Il Golem prende vita soltanto scrivendo sulla sua fronte un lessico familiare. Senza nemmeno accorgermene – attraverso l’accumulazione dei miei comportamenti, delle mie parole e mezze-parole, dei “memi” più che dei geni – mi sono fatto agente del contagio di un antico ceppo familiare.
Decenni di nevrosi cadono addosso a mia figlia come uno scaffale disordinato. Ho ricostruito le condizioni ambientali simili a quelle in cui sono cresciuto io, realizzando quella parte asessuata - mimetica e memetica, dunque - della riproduzione che è forse la più importante per definire quel che sarà la persona.
Forse abbiamo sottovalutato la famiglia, in questi ultimi due secoli. In principio era il verbo kantiano dell’autonomia, secondo cui ogni individuo nasce libero di scegliere il proprio destino, estraendosi dal contesto di provenienza. Poi è arrivata l’ondata identitaria, che recuperando lo storicismo ottocentesco invece descrive le persone come pesantemente determinate dalla loro etnia, dalla loro cultura, o anche solo dalla loro classe. Passando da un estremo all’altro abbiamo dimenticato qual è la prima istituzione di socializzazione: mamma e papà.
Nessuno è normale
Altro che autonomia individuale: ognuno di noi viene “programmato” dalle differenti istituzioni che si prendono carico della nostra educazione, come la scuola e l’università. Ma è nel contesto familiare che viene innanzitutto definito – salvo poi essere rinegoziato – ciò che è normale, giusto, buono, bello, come ci si comporta e come si parla; addirittura come si pensa. Così ogni famiglia consegna al mondo una persona diversa dalle altre.

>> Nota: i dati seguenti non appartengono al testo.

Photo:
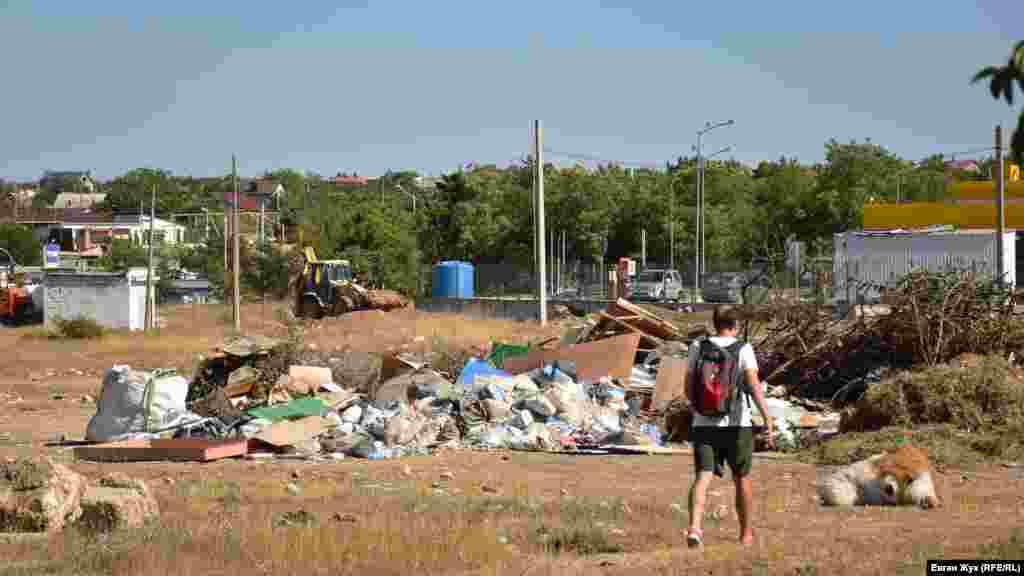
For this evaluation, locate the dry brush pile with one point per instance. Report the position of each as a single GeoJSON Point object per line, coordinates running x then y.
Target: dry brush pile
{"type": "Point", "coordinates": [932, 319]}
{"type": "Point", "coordinates": [939, 356]}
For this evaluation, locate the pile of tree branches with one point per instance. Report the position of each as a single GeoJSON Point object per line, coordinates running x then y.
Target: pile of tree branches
{"type": "Point", "coordinates": [932, 318]}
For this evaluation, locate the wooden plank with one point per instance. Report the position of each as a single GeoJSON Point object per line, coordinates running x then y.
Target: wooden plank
{"type": "Point", "coordinates": [651, 323]}
{"type": "Point", "coordinates": [305, 379]}
{"type": "Point", "coordinates": [241, 381]}
{"type": "Point", "coordinates": [290, 433]}
{"type": "Point", "coordinates": [638, 449]}
{"type": "Point", "coordinates": [669, 384]}
{"type": "Point", "coordinates": [610, 357]}
{"type": "Point", "coordinates": [177, 450]}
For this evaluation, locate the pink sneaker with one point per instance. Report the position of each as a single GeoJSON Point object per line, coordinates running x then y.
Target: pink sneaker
{"type": "Point", "coordinates": [694, 537]}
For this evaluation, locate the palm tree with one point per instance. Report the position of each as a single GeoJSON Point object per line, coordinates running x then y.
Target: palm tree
{"type": "Point", "coordinates": [1000, 84]}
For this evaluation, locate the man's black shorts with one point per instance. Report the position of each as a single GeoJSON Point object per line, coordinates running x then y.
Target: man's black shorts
{"type": "Point", "coordinates": [714, 446]}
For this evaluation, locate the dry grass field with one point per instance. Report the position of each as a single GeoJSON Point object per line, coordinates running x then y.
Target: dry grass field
{"type": "Point", "coordinates": [494, 512]}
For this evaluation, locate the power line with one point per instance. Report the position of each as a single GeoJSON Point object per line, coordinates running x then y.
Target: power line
{"type": "Point", "coordinates": [591, 158]}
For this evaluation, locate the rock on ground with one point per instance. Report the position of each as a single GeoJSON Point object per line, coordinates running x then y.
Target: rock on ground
{"type": "Point", "coordinates": [38, 495]}
{"type": "Point", "coordinates": [117, 502]}
{"type": "Point", "coordinates": [402, 387]}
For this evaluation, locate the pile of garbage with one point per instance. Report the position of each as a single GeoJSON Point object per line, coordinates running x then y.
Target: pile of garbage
{"type": "Point", "coordinates": [610, 383]}
{"type": "Point", "coordinates": [928, 319]}
{"type": "Point", "coordinates": [286, 400]}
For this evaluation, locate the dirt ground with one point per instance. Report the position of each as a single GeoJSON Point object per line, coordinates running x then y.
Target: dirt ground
{"type": "Point", "coordinates": [456, 512]}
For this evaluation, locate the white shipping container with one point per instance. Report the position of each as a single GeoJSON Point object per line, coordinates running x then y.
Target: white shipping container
{"type": "Point", "coordinates": [113, 299]}
{"type": "Point", "coordinates": [863, 260]}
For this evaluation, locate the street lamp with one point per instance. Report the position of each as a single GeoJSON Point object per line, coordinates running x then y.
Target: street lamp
{"type": "Point", "coordinates": [409, 194]}
{"type": "Point", "coordinates": [399, 188]}
{"type": "Point", "coordinates": [698, 255]}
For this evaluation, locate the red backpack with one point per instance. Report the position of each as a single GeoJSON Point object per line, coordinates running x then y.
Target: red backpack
{"type": "Point", "coordinates": [717, 381]}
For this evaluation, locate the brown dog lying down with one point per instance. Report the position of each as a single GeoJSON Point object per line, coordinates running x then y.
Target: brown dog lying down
{"type": "Point", "coordinates": [901, 477]}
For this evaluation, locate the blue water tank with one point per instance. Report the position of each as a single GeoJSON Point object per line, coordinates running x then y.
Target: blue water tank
{"type": "Point", "coordinates": [453, 279]}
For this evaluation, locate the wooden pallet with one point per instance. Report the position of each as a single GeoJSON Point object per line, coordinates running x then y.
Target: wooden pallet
{"type": "Point", "coordinates": [174, 450]}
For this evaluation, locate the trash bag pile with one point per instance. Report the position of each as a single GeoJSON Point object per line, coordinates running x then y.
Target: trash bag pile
{"type": "Point", "coordinates": [252, 384]}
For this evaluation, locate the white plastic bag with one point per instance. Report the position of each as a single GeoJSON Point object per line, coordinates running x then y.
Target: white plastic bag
{"type": "Point", "coordinates": [135, 403]}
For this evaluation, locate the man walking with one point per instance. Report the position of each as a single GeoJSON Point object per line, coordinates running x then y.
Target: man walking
{"type": "Point", "coordinates": [720, 382]}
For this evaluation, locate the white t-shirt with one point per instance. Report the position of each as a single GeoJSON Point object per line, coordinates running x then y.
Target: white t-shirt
{"type": "Point", "coordinates": [741, 412]}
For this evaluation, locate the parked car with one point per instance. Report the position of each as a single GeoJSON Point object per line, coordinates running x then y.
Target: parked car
{"type": "Point", "coordinates": [723, 287]}
{"type": "Point", "coordinates": [656, 285]}
{"type": "Point", "coordinates": [727, 287]}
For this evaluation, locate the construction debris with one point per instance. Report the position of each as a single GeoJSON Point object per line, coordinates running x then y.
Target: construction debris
{"type": "Point", "coordinates": [39, 495]}
{"type": "Point", "coordinates": [182, 450]}
{"type": "Point", "coordinates": [117, 502]}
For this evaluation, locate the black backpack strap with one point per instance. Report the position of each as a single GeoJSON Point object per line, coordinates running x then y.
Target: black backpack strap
{"type": "Point", "coordinates": [734, 348]}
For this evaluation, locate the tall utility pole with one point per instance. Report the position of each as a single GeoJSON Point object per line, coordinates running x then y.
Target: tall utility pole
{"type": "Point", "coordinates": [236, 290]}
{"type": "Point", "coordinates": [1000, 213]}
{"type": "Point", "coordinates": [643, 248]}
{"type": "Point", "coordinates": [698, 258]}
{"type": "Point", "coordinates": [148, 273]}
{"type": "Point", "coordinates": [542, 288]}
{"type": "Point", "coordinates": [696, 232]}
{"type": "Point", "coordinates": [564, 268]}
{"type": "Point", "coordinates": [672, 229]}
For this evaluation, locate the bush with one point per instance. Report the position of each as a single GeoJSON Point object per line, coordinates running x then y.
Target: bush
{"type": "Point", "coordinates": [78, 328]}
{"type": "Point", "coordinates": [975, 394]}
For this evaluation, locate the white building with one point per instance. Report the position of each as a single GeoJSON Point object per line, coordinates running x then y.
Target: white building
{"type": "Point", "coordinates": [114, 300]}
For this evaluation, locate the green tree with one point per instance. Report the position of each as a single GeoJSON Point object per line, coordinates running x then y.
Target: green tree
{"type": "Point", "coordinates": [17, 240]}
{"type": "Point", "coordinates": [122, 255]}
{"type": "Point", "coordinates": [1000, 84]}
{"type": "Point", "coordinates": [134, 189]}
{"type": "Point", "coordinates": [267, 273]}
{"type": "Point", "coordinates": [851, 174]}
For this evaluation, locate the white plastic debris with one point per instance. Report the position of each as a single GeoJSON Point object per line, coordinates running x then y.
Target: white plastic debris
{"type": "Point", "coordinates": [352, 414]}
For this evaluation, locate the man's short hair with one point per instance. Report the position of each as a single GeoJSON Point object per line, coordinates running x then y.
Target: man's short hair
{"type": "Point", "coordinates": [725, 318]}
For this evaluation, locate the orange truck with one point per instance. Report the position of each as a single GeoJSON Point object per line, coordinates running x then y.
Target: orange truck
{"type": "Point", "coordinates": [15, 298]}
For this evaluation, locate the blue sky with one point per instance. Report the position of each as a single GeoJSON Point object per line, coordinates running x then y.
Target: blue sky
{"type": "Point", "coordinates": [376, 85]}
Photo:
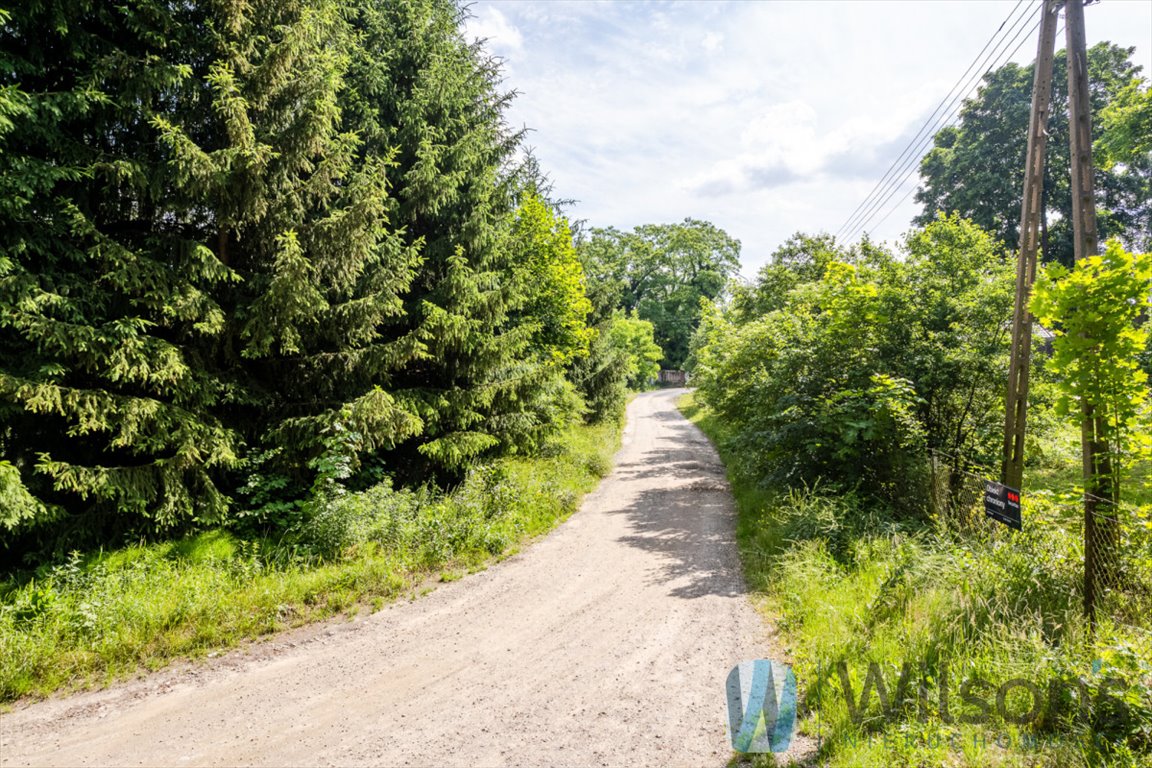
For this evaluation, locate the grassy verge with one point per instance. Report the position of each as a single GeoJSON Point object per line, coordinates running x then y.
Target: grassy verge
{"type": "Point", "coordinates": [986, 614]}
{"type": "Point", "coordinates": [100, 616]}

Questa diversità è spesso fonte di conflitto, perché se ci avete fatto caso nella nostra società non esistono persone “normali”. Forse in passato i processi di riproduzione sociale erano più rigidi, le persone più conformi ai modelli dettati dalla loro comunità, le differenze meno marcate.
Oggi pare invece che ogni persona porti con sé qualche tratto marcatamente asociale, legato a un trauma o a una strutturale “maleducazione”. Come se stessimo assistendo al fallimento su larga scala delle famiglie nella loro funzione essenziale di socializzazione. Le nevrosi sembrano essere l’unica cosa che mamma e papà sono in grado di trasmettere.
D’altronde come stupirsi? I genitori moderni da almeno tre generazioni sono abbandonati a loro stessi, soli davanti al loro compito educativo, in un mondo che li ha convinti a buttare via i valori tradizionali senza dar loro in cambio nulla di chiaramente applicabile.
Basta scendere in metropolitana per constatare, dal numero di persone che si dispongono davanti alla porta cercando di entrare senza prima lasciar uscire gli altri, che la società moderna è ormai ridotta a una giungla perché nessuno è stato in grado di trasmettere dei codici di comportamento condivisi.
Spezzare la maledizione
Nella vita ho realizzato almeno un traguardo, non scontato, del quale non perdo occasione di felicitarmi: quello di non essere cresciuto totalmente matto. Per quanto mi accorga di peggiorare di anno in anno, e di assomigliare sempre di più ai modelli dai quali vorrei sfuggire. Ma come si evita di essere un cattivo modello per altri? Bisognerebbe evitare di essere sé stessi.
Consoliamoci pensando che i nostri difetti sono anche le nostre forze. Tanto più in una società come quella contemporanea, nella quale pare che a essere premiate siano proprio le nevrosi: i prepotenti si fanno strada facilmente mentre ai monomaniaci taciturni rimane il privilegio di eccellere in qualche professione creativa. Il difficile sarà incastrare tutte queste nevrosi per evitare che salti tutto.